There are probably more questions than answers. But, as you know,

In mathematics, the art of posing a question is more important than the art of solving one.
Georg Cantor, 1867.

Is transition important?


Valuation of flow derivatives, and in particular Libor linked derivatives, and the associated collateral discounting framework are vanilla in name but certainly not simple if you have to implement them from first principles. The impact of features that were considered before the Great Financial Crisis (GFC) as “details” are nowadays very significant. You can not simply replace one benchmark by another and hope for the best. There are numerous items to take care of, like valuation framework, non linear effects, convexity adjustment, risk management strategies, liquidity, regulatory impacts, etc. I don’t know if, from a purely legal perspective, you can replace a benchmark with something else by using a legal trick - like an act of parliament, as suggested by some lawyer — but certainly not from a financial perspective.

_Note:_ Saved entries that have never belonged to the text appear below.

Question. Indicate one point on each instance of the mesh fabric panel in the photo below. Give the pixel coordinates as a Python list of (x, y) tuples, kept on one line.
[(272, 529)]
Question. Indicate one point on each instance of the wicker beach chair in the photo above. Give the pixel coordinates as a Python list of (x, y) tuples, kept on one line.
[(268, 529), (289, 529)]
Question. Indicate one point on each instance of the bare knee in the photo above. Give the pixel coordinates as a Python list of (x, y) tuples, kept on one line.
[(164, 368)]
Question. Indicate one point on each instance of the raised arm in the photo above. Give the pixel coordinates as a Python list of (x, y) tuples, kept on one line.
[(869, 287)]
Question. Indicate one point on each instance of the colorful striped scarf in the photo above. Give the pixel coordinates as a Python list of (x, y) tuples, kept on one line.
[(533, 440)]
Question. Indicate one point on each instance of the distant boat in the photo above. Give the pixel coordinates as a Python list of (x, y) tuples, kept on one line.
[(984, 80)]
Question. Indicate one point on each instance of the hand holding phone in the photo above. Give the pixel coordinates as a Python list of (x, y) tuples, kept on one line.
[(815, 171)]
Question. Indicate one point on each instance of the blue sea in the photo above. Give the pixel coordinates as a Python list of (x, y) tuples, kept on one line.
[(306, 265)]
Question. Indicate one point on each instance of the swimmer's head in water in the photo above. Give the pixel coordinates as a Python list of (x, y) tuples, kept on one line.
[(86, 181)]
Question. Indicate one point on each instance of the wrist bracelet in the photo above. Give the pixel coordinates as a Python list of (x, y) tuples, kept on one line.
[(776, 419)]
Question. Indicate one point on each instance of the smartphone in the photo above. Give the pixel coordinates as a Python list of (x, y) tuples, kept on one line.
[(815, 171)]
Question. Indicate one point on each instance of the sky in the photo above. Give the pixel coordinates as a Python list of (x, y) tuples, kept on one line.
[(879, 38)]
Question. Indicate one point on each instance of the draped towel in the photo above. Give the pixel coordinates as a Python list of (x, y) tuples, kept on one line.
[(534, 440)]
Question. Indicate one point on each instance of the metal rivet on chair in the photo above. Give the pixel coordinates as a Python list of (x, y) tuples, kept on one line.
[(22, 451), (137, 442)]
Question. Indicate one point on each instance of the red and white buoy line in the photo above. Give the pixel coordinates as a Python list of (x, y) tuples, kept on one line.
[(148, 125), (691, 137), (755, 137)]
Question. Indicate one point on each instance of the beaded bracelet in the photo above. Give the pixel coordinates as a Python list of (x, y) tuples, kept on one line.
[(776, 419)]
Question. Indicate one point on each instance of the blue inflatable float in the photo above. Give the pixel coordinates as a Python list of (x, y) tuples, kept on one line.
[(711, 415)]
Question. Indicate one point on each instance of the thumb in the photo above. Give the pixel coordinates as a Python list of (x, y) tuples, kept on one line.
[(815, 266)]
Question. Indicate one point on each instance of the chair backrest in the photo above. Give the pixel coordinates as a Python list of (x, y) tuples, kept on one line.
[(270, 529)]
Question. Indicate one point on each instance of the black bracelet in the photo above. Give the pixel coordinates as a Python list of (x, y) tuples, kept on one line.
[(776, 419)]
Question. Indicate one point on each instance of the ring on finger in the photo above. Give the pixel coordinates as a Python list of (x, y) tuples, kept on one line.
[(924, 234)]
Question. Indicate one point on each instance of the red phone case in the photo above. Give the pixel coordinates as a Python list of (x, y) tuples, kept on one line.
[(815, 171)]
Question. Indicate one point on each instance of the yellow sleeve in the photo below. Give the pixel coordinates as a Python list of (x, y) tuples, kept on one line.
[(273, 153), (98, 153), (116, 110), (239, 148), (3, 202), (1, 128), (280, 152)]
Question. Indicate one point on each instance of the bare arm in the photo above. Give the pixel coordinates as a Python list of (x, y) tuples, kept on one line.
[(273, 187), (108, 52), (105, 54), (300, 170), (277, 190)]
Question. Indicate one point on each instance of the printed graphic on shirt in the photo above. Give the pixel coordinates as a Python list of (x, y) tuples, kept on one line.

From a financial perspective, changing a benchmark will create winners and losers. Selecting a new benchmark and imposing it on everybody (with or without spread) may look easier from an external eye, but is only removing some symptom on the short term, not the disease. Derivatives are not only a legal document or a value, there are mainly a risk management strategy, often spanning over several decades. To successfully deal with a change of benchmark, one needs to create new strategies for those decades of risk management.

Behind each derivative linked to a benchmark there is a risk management strategy (or risk taking one, but this is a very small part). If Libor is changed or discontinued, one has to review each contract individually, reassess the risk management strategy - including all the collateral, regulatory and valuation aspects - and have a bespoke new strategy. Imposing an external artificial solution is not helping on that review. If your review concludes that the proposed solution does not fit perfectly your needs, you have anyway to engage in discussion with the trade counterparts on what to do; if the proposed solution fit exactly the strategy you designed, there was no need of an external solution as you had created it already. Whatever the proposed default solution is, I don’t see how it could fit the requirement of the majority. Not that I know that the choice that still has to be made will be bad, it is that I know that there are many diverse reasons to use benchmark-linked derivatives and a unique solution can not cover the majority of those reasons.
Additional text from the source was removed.